Death by junk food? Ultra-processed foods becoming the new ‘silent killer’

Death by junk food? Ultra-processed foods becoming the new ‘silent killer’

BOCA RATON, Fla. — Medical professionals are raising the alarm over a “silent killer” that has infiltrated American society — ultra-processed foods. In a new study, physicians from Florida Atlantic University’s Schmidt College of Medicine are shining a light on the perils of these foods and the urgent need for a dietary shift.

Ultra-processed foods, a common and widespread item in diets across the United States, include many products like soda, cereals, and snacks. They are also a staple in children’s diets, making up nearly 70 percent of their food intake. These foods are full of additives such as oils, fats, sugars, starches, sodium, and a variety of emulsifiers — ingredients foreign to a natural human diet and potentially detrimental to health.

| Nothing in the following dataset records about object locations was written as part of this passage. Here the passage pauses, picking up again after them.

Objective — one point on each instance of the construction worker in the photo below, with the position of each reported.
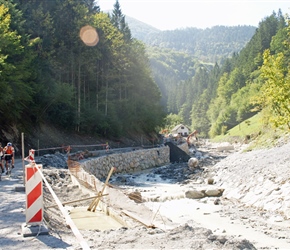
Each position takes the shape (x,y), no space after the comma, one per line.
(1,158)
(193,134)
(8,155)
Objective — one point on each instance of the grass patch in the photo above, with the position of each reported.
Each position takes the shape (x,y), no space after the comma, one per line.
(256,133)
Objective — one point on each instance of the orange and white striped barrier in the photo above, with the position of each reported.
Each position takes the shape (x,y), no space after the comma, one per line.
(30,157)
(34,195)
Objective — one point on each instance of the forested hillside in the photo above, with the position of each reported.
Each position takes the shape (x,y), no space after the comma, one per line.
(253,79)
(48,74)
(209,45)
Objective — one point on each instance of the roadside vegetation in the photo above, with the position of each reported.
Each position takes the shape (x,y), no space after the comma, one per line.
(255,132)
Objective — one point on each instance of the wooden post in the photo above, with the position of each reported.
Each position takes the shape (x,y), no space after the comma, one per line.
(95,202)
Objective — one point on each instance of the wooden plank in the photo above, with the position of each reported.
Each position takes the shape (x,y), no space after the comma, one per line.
(95,202)
(84,199)
(137,218)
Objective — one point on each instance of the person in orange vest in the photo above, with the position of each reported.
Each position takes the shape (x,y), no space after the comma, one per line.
(9,155)
(1,158)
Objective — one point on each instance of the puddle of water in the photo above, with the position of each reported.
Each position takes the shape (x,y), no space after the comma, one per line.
(88,220)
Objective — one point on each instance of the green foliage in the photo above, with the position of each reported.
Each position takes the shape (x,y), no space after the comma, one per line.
(275,93)
(48,74)
(172,120)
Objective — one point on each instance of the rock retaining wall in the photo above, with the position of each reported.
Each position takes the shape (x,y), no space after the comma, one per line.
(127,162)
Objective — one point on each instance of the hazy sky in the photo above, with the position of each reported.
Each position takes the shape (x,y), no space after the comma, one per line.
(174,14)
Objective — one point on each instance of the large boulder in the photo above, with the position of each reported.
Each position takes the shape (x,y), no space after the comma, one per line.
(192,162)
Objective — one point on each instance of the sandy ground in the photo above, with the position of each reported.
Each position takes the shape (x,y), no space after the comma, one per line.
(209,223)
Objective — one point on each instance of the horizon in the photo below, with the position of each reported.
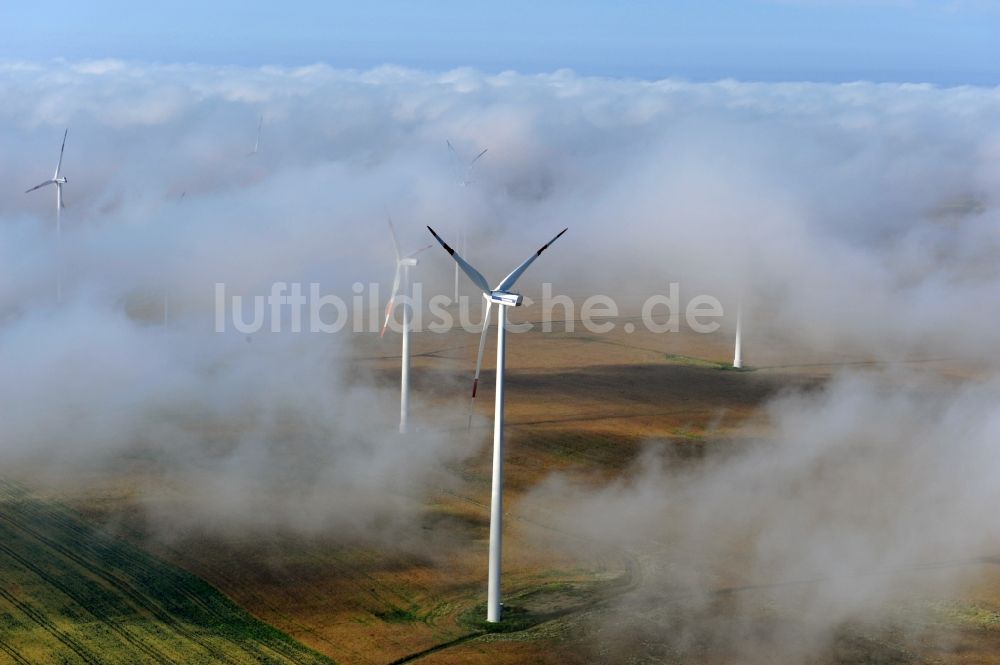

“Those of us practicing medicine in the U.S. today find ourselves in an ignominious and unique position — we are the first cohort of health care professionals to have presided over a decline in life expectancy in 100 years,” says study corresponding author Dr. Dawn H. Sherling, associate program director for the internal medicine residency and an associate professor of medicine at FAU’s Schmidt College of Medicine, in a university release.

“Our life expectancy is lower than other economically comparable countries. When we look at increasing rates of non-communicable diseases in less developed nations, we can see a tracking of this increase along with increasing consumption of ultra-processed foods in their diets.”

vending machine

Ultra-processed foods are defined within the NOVA classification system, which categorizes foods based on their level of processing. These foods are distinguished by their industrial formulation and contain ingredients not typically used in home cooking, posing risks not only due to their additive content but also because they lack the nutritional integrity of whole foods.

The commentary outlines several health risks associated with these foods, including obesity, diabetes, and heart disease. These foods often contain emulsifiers and other additives that can disrupt the natural gut microbiome, potentially leading to conditions like inflammatory bowel disease. Additives like maltodextrin may alter the mucous layer of the gut, making it more susceptible to harmful bacteria and triggering immune responses that could harm the body.

“When the components of a food are contained within a natural, whole food matrix, they are digested more slowly and more inefficiently, resulting in less calorie extraction, lower glycemic loads in general, and lower rise in triglyceride-rich lipoproteins after eating, which could result in atherosclerotic plaque,” explains study senior author Dr. Allison H. Ferris, an associate professor and chair in the Department of Medicine and director of the internal medicine residency program at FAU’s Schmidt College of Medicine.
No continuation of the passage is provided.